Estos veinte años, la dispersión del mismo Foro, agonizante cada año como muchas de las grandes instituciones oficiales, y el regreso de esos jóvenes a la realidad mexicana, o la llegada de otros músicos a los que el país fue acogiendo, han ido propiciando la organización de nuevas iniciativas que se han consolidado en la última década; instituciones jóvenes no solo en edad, sino en modos, en nuevas sinergias, todas trabajando de manera prácticamente independiente a las estructuras del Estado.
Hoy el papel de el Foro, un festival al que ya sólo asisten despistados, muy pocos estudiantes, y a veces ni los propios compositores cuya música es ahí tocada, ha sido relevado por pequeños pero más sólidos epicentros: el Centro Mexicano para la Música y las Artes Sonoras, el programa conjunto de este con el Festival Cervantino “Prácticas de Vuelo”, el ensamble Tempus Fugit, la labor académica y de promoción cultural que allende la agenda de conciertos realiza el grupo Ónix. Y, entre ellas, el más reciente escaparate: el Centro de Experimentación y Producción de Música Contemporánea (Cepromusic).
Instaurado hace dos años tras una convocatoria conjunta entre el Fonca y el INBA que reunió al ensamble fundador, al poco tiempo fue nombrado como su director, casi de manera natural y obvia, José Luis Castillo, un valenciano que desde su llegada a México en 1997 logró ganarse el respeto del medio mexicano por, además de una visión muy particular pero siempre apasionada y firme del repertorio sinfónico tradicional, su incansable fervor por programar con rectitud músicas nuevas otrora difícilmente escuchadas.
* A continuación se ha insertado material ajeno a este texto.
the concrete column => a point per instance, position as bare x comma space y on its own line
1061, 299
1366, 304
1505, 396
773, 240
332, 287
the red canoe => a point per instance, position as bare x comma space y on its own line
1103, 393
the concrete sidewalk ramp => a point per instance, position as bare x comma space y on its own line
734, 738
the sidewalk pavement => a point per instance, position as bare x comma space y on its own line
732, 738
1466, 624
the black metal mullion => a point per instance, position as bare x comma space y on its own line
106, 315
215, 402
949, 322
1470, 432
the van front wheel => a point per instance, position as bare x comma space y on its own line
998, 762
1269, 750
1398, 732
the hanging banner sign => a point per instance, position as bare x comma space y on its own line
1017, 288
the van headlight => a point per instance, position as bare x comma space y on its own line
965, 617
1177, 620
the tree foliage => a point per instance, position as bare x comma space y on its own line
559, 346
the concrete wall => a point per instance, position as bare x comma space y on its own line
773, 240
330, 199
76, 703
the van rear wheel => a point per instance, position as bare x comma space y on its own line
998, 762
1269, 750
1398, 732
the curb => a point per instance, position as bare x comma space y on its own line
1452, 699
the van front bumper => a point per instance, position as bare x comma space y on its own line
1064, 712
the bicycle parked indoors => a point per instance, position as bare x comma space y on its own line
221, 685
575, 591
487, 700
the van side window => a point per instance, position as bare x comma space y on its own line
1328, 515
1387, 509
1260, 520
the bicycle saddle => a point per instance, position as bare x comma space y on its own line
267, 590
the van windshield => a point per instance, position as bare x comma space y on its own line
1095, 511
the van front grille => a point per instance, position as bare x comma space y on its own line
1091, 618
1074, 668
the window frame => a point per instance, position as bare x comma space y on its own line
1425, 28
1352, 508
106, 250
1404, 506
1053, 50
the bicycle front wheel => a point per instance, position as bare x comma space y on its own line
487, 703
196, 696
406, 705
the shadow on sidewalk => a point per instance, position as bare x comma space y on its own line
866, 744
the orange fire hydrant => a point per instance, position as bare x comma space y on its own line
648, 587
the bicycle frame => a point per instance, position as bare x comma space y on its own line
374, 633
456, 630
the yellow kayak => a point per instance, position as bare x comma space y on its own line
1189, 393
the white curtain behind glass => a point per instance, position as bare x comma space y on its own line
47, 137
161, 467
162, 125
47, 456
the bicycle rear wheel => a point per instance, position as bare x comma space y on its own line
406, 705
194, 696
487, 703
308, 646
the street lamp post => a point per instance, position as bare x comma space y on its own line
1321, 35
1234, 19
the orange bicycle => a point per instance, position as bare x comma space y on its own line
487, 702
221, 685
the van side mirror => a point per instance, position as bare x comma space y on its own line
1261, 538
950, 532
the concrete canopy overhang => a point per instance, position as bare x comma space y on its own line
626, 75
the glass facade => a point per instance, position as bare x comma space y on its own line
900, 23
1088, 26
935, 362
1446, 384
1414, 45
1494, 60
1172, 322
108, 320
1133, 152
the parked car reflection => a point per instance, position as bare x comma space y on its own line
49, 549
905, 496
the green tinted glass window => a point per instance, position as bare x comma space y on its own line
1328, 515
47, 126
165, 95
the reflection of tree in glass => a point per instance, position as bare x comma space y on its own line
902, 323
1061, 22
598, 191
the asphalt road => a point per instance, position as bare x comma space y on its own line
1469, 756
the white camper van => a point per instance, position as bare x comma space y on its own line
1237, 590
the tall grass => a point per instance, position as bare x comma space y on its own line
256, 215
Este diciembre, el ensamble del Cepromusic, con Castillo al frente, lanzó su primera producción discográfica, dedicándola a ese infatigable servidor de la música contemporánea y uno de nuestros compositores más universales, Manuel Enríquez, una coproducción del Conaculta, el Fonca, el INBA y la Sociedad de Autores y Compositores de México, y que es distribuida por la firma mexicana Quindecim.
Se trata de una bien diseñada selección de varias de sus obras de cámara fundamentales, que comienza con Tlachtli (1976), escrita para violín, violonchelo, flauta, clarinete, corno, trombón y piano y, como la mayoría de las piezas aquí registradas, bajo el amparo de ese aleatorismo tan meticulosamente sugerido y ordenado que tanto cosechó.
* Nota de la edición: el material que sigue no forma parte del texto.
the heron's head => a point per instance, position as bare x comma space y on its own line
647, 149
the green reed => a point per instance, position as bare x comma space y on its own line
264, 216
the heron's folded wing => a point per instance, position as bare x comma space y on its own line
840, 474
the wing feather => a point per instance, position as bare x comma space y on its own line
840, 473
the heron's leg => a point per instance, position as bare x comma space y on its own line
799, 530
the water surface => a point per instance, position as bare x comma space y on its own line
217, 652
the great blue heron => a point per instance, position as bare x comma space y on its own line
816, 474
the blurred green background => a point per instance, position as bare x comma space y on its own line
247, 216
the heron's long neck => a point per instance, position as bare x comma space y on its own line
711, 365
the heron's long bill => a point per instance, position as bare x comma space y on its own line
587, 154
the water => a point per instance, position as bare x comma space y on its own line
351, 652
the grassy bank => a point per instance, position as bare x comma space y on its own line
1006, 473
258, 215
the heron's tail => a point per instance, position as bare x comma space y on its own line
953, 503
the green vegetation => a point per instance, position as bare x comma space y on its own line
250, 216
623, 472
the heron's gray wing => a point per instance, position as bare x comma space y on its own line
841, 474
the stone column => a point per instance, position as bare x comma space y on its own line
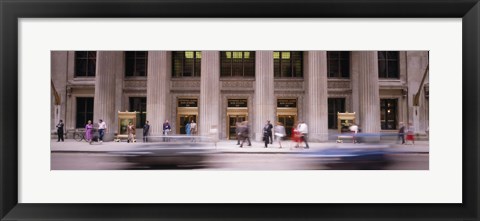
158, 90
316, 96
209, 111
369, 98
354, 73
264, 101
59, 69
108, 64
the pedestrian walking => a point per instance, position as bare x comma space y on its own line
410, 134
60, 126
296, 136
187, 128
146, 130
166, 130
401, 133
279, 133
237, 132
303, 129
270, 136
89, 131
193, 128
131, 132
102, 128
354, 130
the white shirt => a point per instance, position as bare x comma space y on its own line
303, 128
102, 125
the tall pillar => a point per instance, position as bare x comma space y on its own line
158, 90
209, 111
354, 73
264, 101
369, 92
108, 64
316, 95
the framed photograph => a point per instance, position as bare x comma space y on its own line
50, 48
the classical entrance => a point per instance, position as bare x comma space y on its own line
237, 112
187, 110
287, 114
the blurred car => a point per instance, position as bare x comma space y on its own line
168, 156
357, 157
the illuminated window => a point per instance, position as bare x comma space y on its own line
237, 64
335, 105
388, 64
388, 114
186, 63
85, 63
84, 111
287, 64
338, 65
136, 63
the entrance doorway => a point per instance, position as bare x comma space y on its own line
288, 122
232, 125
287, 114
187, 110
182, 122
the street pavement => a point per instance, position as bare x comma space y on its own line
229, 146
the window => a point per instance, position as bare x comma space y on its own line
85, 63
388, 64
287, 64
186, 63
388, 114
335, 105
139, 105
237, 64
84, 111
136, 63
338, 65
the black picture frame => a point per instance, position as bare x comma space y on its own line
12, 10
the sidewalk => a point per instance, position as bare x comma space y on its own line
229, 146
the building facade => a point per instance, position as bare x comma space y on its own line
218, 88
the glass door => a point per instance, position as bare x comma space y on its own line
232, 124
182, 122
288, 122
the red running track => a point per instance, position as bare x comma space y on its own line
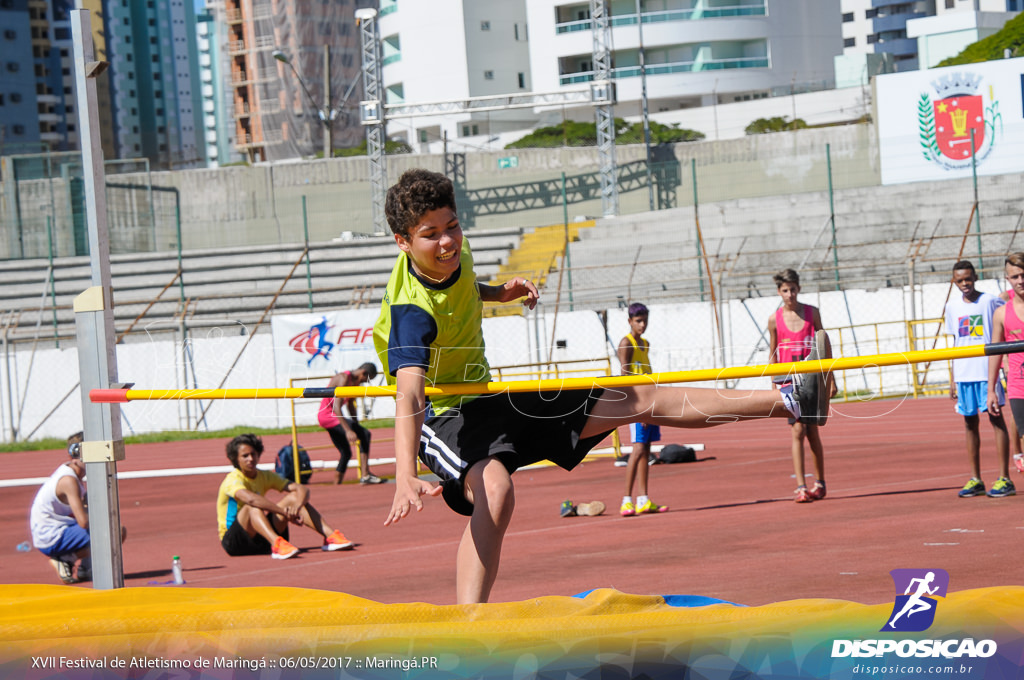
732, 533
Le siguen dos piezas concertantes pero de naturaleza camerística, esenciales en el catálogo del compositor: el Concierto para 8, en el que al violín, contrabajo, clarinete, fagot, trompeta, trombón y percusionista se suma el director, pieza clave para ordenar la prosa de esta que quizá sea el ejemplo más claro de las obsesiones del compositor por las formas: escritos los motivos aleatorios, es él quien en cada ejecución va ordenándolos intuitivamente dentro de la arquitectura de cada movimiento; donde la coherencia de su tercero, un Rondó, calla ante cualquier escucha los prejuicios sobre la volatilidad de estas técnicas.
Luego él y… ellos, pieza para violín solista y ensamble. Partitura especialmente difícil y de virtuosismo palpable, es en este disco el inciso menos brillante. Sin demérito técnico, la ejecución de Cuauhtémoc Rivera deja que desear en el ámbito interpretativo, minimizando a casi nula percepción las posibilidades de una pieza no sólo de escritura impecable, sino de instinto y riqueza que recuerda las capacidades como violinista e intérprete que tuvo el propio autor.
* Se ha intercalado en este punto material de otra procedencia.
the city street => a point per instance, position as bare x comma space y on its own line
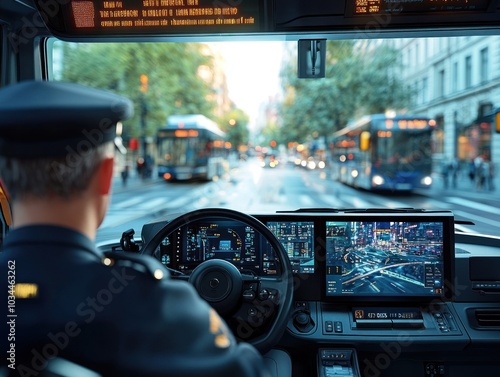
252, 189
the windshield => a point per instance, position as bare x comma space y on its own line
264, 140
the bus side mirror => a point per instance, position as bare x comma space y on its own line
5, 215
364, 141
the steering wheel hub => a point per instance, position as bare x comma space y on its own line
218, 282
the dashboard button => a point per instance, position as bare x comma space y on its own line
249, 295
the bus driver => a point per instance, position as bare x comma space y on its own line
120, 317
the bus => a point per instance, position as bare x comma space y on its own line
380, 152
191, 147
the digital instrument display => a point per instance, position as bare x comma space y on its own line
232, 241
385, 258
110, 17
370, 7
297, 237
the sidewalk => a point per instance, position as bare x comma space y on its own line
463, 186
133, 182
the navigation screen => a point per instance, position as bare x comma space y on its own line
297, 239
160, 16
232, 241
384, 258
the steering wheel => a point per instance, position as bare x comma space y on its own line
257, 309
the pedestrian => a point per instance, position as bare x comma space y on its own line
488, 171
478, 163
125, 173
472, 171
454, 170
445, 172
150, 325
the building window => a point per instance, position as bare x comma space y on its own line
468, 72
440, 84
454, 82
425, 89
438, 135
484, 65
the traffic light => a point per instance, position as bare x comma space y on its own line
144, 83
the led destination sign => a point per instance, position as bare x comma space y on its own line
403, 6
162, 16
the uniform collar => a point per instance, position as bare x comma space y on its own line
49, 234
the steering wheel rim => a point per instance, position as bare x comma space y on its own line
284, 281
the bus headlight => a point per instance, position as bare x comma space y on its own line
378, 180
426, 181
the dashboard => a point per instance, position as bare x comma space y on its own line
348, 256
386, 289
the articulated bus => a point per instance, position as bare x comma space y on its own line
380, 152
190, 147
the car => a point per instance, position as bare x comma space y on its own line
385, 261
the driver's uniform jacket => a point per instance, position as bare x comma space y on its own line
115, 319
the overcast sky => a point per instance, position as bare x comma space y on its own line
252, 71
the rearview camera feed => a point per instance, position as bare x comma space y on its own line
384, 258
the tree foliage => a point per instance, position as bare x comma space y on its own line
173, 83
235, 124
360, 79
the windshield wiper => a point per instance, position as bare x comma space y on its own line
363, 210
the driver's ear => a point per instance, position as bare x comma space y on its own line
105, 175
Vienen después la muy impresionista en prosa II, en su versión de 1990, y la mística tzicuri, de 1976, quizá la más “ordenada” de sus piezas aleatorias, para terminar el programa con las Tres formas concertantes, que algunos musicólogos datan en 1964: pieza joven, pero firme en el pensamiento y las búsquedas que seguiría el compositor los siguientes treinta años; inquieto en el uso del color, apasionado de las formas y el equilibrio, demasiado confiado en el instinto ordenado de sus intérpretes que apenas veinte años después de su muerte le brindan un adecuado registro.
Ha sido un acierto del director del ensamble el guiar a sus instrumentistas por músicas difíciles a las que pocas veces nos enfrentamos con sonido claro, cohesionado, incluso bello, y aun más extraño, sin despegar el intelecto de la emoción. Acierto también de la producción musical a cargo de la compositora Ana Lara, quien junto a Valeria Palomino, ha hecho un registro notable de cada una de las voces con fidelidad y buen balance.
Veo poca aportación en las notas del cuadernillo firmadas por el musicólogo Aurelio Tello, y poca, equivocada o nula información indispensable sobre algunas obras (la instrumentación de Tlachtli o el nombre de los ejecutantes de cada obra, por ejemplo), el valor añadido que no ha logrado el Cepromusic en su debut discográfico.